Valerie Fritsch: „Herzklappen von Johnson & Johnson“

Suhrkamp Verlag € 22,0

Das dritte Buch von Valerie Fritsch hat mich umgehauen. So ein genialer Umgang mit Sprache, das Fließen durch die Seiten, Formulierungen, die ich noch nie gelesen habe, haben die Lektüre zu einem ausgewöhnlichen Erlebnis gemacht.
Es könnte alles so banal sein.
Alma ist zu Beginn ein kleines Mädchen und ihre Eltern stehen im Mittelpunkt des ersten Teils. Darauf folgt der Groß- und danach die Großmutter. Als Alma sich in Friedrich verliebt und sie ihr Kind Emil bekommen, stehen natürlich diese beiden Männer im Mittelpunkt, bis sich der Kreis wieder zu den Großeltern schließt.
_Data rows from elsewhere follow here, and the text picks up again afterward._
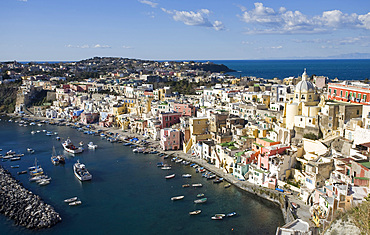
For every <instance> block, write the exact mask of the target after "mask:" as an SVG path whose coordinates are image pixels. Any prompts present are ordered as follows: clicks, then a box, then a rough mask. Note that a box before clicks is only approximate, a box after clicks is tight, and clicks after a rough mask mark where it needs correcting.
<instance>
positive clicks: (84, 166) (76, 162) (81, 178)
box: [73, 160, 92, 181]
mask: <svg viewBox="0 0 370 235" xmlns="http://www.w3.org/2000/svg"><path fill="white" fill-rule="evenodd" d="M73 171H74V173H75V176H76V177H77V178H78V179H79V180H80V181H86V180H91V179H92V175H91V174H90V172H89V171H88V170H87V169H86V167H85V164H82V163H80V161H79V160H77V162H76V163H75V164H74V165H73Z"/></svg>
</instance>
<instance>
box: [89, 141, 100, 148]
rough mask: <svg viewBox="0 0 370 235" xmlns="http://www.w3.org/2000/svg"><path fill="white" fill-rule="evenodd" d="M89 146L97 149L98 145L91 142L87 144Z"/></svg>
mask: <svg viewBox="0 0 370 235" xmlns="http://www.w3.org/2000/svg"><path fill="white" fill-rule="evenodd" d="M87 147H89V149H96V148H97V147H98V145H97V144H94V143H93V142H90V143H88V144H87Z"/></svg>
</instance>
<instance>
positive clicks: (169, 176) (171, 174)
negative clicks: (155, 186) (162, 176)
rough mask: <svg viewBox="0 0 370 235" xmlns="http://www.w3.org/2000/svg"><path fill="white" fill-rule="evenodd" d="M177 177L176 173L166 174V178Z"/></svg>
mask: <svg viewBox="0 0 370 235" xmlns="http://www.w3.org/2000/svg"><path fill="white" fill-rule="evenodd" d="M174 177H175V174H171V175H166V176H165V177H164V178H166V179H172V178H174Z"/></svg>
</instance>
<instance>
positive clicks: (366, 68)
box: [203, 59, 370, 80]
mask: <svg viewBox="0 0 370 235" xmlns="http://www.w3.org/2000/svg"><path fill="white" fill-rule="evenodd" d="M203 62H205V61H203ZM211 62H213V63H215V64H224V65H226V66H227V67H229V68H230V69H233V70H235V71H236V72H231V73H228V74H231V75H234V76H236V77H241V76H254V77H259V78H265V79H272V78H275V77H277V78H279V79H284V78H286V77H291V76H294V77H298V76H301V75H302V73H303V71H304V69H307V74H308V75H309V76H311V75H317V76H326V77H328V78H329V79H335V78H338V79H339V80H365V79H366V78H368V79H370V59H361V60H360V59H351V60H350V59H348V60H344V59H343V60H211Z"/></svg>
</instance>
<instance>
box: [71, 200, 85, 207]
mask: <svg viewBox="0 0 370 235" xmlns="http://www.w3.org/2000/svg"><path fill="white" fill-rule="evenodd" d="M81 204H82V202H81V201H80V200H78V201H74V202H70V203H68V205H70V206H78V205H81Z"/></svg>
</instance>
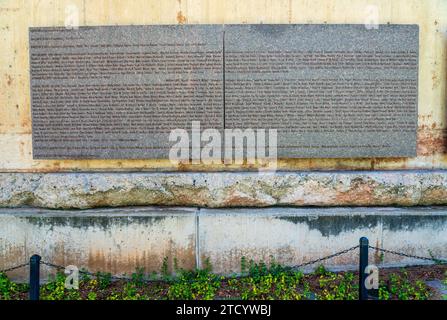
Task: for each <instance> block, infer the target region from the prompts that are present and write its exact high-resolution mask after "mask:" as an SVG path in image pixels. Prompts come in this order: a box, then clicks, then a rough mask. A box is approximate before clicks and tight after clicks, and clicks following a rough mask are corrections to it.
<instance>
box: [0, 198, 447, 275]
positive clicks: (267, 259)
mask: <svg viewBox="0 0 447 320" xmlns="http://www.w3.org/2000/svg"><path fill="white" fill-rule="evenodd" d="M362 236H366V237H368V239H369V241H370V244H371V245H372V246H378V247H382V248H385V249H389V250H395V251H401V252H404V253H408V254H413V255H420V256H426V257H429V256H430V255H433V256H435V257H437V258H444V259H447V208H444V207H415V208H377V207H372V208H364V207H361V208H284V207H278V208H265V209H250V208H240V209H198V208H178V209H172V208H154V207H144V208H116V209H90V210H82V211H80V210H43V209H31V208H15V209H0V256H1V259H0V270H1V269H5V268H8V267H11V266H14V265H17V264H20V263H23V262H25V261H26V260H27V259H29V257H30V256H31V255H32V254H34V253H38V254H40V255H41V256H42V258H43V260H45V261H47V262H52V263H56V264H60V265H64V266H66V265H69V264H74V265H76V266H78V267H79V268H81V267H84V268H87V269H89V270H91V271H99V270H101V271H108V272H112V273H113V274H116V275H120V274H122V273H127V274H130V273H131V272H133V271H135V268H136V267H144V268H145V269H146V271H148V272H152V271H155V272H160V271H161V269H162V264H163V259H164V258H165V257H167V258H168V260H167V261H168V267H169V269H170V270H173V269H174V268H175V265H177V267H179V268H186V269H191V268H195V267H202V266H203V265H204V263H205V260H206V259H209V260H210V262H211V265H212V267H213V270H214V271H215V272H218V273H223V274H229V273H232V272H239V271H240V262H241V258H242V257H245V258H246V259H247V260H250V259H253V260H255V261H260V260H263V261H266V262H269V261H271V259H272V257H273V258H274V259H275V261H277V262H280V263H282V264H285V265H291V266H293V265H297V264H300V263H303V262H307V261H310V260H314V259H318V258H320V257H323V256H327V255H330V254H333V253H335V252H338V251H341V250H344V249H346V248H350V247H352V246H355V245H357V244H358V241H359V238H360V237H362ZM370 262H372V263H375V264H377V265H378V266H379V267H387V266H399V265H414V264H423V263H427V262H426V261H421V260H417V259H412V258H406V257H400V256H395V255H391V254H385V255H384V256H381V255H380V253H378V252H375V251H374V250H371V251H370ZM323 263H324V265H325V266H327V267H329V268H332V269H355V268H356V267H357V264H358V250H353V251H351V252H349V253H347V254H344V255H341V256H338V257H336V258H333V259H330V260H327V261H325V262H323ZM314 267H316V265H312V266H309V267H308V268H306V269H304V270H305V271H309V270H311V269H312V268H314ZM43 271H44V276H46V275H47V273H48V272H53V271H54V270H52V269H48V268H46V267H45V268H44V270H43ZM9 275H10V276H12V277H13V278H17V279H26V277H27V268H24V269H21V270H18V271H14V272H11V273H9Z"/></svg>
Valerie Fritsch versteht es gekonnt, die Sprachlosigkeit des Großvaters zu beschreiben, der im Krieg Opfer und Täter war und darüber nicht spricht, wenn er das überhaupt noch tut. Ganz im Gegenteil dazu seine Frau, die ketterauchend Alma immer und immer wieder Geschichten aus ihrem Leben erzählt und sich dabei öfters auf das Wohl der Verstorbenen einen genehmigt.
Der Schmerz der Sprachlosigkeit, der Schmerz des wiederholten Erzählenmüssens spiegelt sich in Almas Kind Emil, der schmerzunempfindlich ist und somit besonderer Fürsorge durch die Eltern bedarf. Nicht leicht für Alma, nach ihren langen Depression nach der Geburt.
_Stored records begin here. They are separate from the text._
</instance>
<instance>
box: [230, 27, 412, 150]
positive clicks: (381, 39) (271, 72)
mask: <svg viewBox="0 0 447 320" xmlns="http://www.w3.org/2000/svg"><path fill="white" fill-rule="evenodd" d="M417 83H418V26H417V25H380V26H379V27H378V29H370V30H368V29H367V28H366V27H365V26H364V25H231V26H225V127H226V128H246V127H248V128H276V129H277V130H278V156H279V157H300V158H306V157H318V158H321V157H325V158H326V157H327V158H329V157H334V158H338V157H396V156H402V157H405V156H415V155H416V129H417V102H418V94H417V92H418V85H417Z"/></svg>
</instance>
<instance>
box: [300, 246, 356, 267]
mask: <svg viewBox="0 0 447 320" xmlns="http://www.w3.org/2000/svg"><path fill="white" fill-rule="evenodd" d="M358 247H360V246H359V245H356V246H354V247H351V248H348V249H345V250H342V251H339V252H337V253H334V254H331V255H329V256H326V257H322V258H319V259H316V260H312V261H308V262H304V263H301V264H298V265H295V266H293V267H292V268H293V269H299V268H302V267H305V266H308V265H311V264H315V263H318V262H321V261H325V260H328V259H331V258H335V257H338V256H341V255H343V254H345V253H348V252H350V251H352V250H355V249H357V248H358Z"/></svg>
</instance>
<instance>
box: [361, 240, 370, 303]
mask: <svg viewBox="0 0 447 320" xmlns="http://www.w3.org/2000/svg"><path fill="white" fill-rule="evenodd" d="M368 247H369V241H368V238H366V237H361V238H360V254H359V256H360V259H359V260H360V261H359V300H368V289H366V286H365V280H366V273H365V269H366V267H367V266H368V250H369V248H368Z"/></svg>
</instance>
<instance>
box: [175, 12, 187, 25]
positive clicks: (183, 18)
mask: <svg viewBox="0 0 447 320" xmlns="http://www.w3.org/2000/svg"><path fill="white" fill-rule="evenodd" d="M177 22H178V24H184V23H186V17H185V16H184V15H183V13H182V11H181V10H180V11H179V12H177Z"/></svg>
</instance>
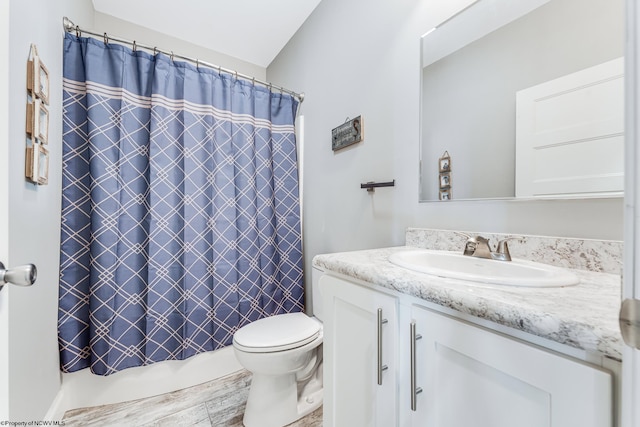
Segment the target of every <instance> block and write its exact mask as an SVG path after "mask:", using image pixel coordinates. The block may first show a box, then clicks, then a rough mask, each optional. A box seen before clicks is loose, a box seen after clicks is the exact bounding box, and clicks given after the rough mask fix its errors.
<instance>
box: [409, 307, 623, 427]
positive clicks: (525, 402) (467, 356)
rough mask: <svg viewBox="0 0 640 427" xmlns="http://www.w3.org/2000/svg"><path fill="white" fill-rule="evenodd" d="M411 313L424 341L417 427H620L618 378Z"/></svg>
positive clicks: (470, 327) (417, 347)
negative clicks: (607, 426)
mask: <svg viewBox="0 0 640 427" xmlns="http://www.w3.org/2000/svg"><path fill="white" fill-rule="evenodd" d="M411 314H412V318H413V320H414V321H415V325H416V333H417V334H419V335H421V336H422V337H421V338H419V339H417V340H416V341H415V342H416V346H415V352H416V353H415V357H416V364H415V369H416V386H417V387H421V388H422V392H421V393H419V394H417V396H416V410H415V411H412V412H411V415H410V417H411V425H412V426H438V427H466V426H474V427H513V426H518V427H546V426H553V427H560V426H561V427H573V426H575V427H607V426H611V425H612V378H611V374H610V373H608V372H606V371H603V370H599V369H596V368H594V367H591V366H588V365H586V364H583V363H580V362H578V361H575V360H571V359H568V358H566V357H563V356H560V355H557V354H555V353H551V352H549V351H545V350H542V349H540V348H537V347H534V346H532V345H529V344H525V343H522V342H520V341H517V340H515V339H513V338H507V337H504V336H502V335H499V334H497V333H494V332H490V331H487V330H485V329H482V328H480V327H477V326H472V325H469V324H467V323H464V322H461V321H458V320H455V319H453V318H450V317H448V316H445V315H442V314H438V313H434V312H432V311H429V310H426V309H424V308H422V307H419V306H413V307H412V308H411ZM403 329H404V328H403ZM401 333H405V332H404V331H401ZM406 333H407V334H409V327H407V328H406Z"/></svg>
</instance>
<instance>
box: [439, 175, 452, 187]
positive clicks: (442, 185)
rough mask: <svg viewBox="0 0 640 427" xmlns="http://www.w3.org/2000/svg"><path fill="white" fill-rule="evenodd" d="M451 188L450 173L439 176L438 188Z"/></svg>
mask: <svg viewBox="0 0 640 427" xmlns="http://www.w3.org/2000/svg"><path fill="white" fill-rule="evenodd" d="M449 187H451V173H450V172H444V173H441V174H440V188H441V189H443V188H449Z"/></svg>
Emil muss den Schmerz erlernen, sich aneignen, ein Etwas vortäuschen, das er nicht kennt. Er führt ein Leben zwischen Superman und oftmaligen Klinikbesuchen.
Valerie Fritsch verbindet, verknüpft, baut sich und uns ein Kammerspiel zusammen, schlägt einen großen weiten Bogen, bis sich der Kreis schließt.
Alma findet ihren Frieden. Weit weg, aber in Gemeinschaft mit ihrem Mann Friedrich und ihrem Sohn Emil.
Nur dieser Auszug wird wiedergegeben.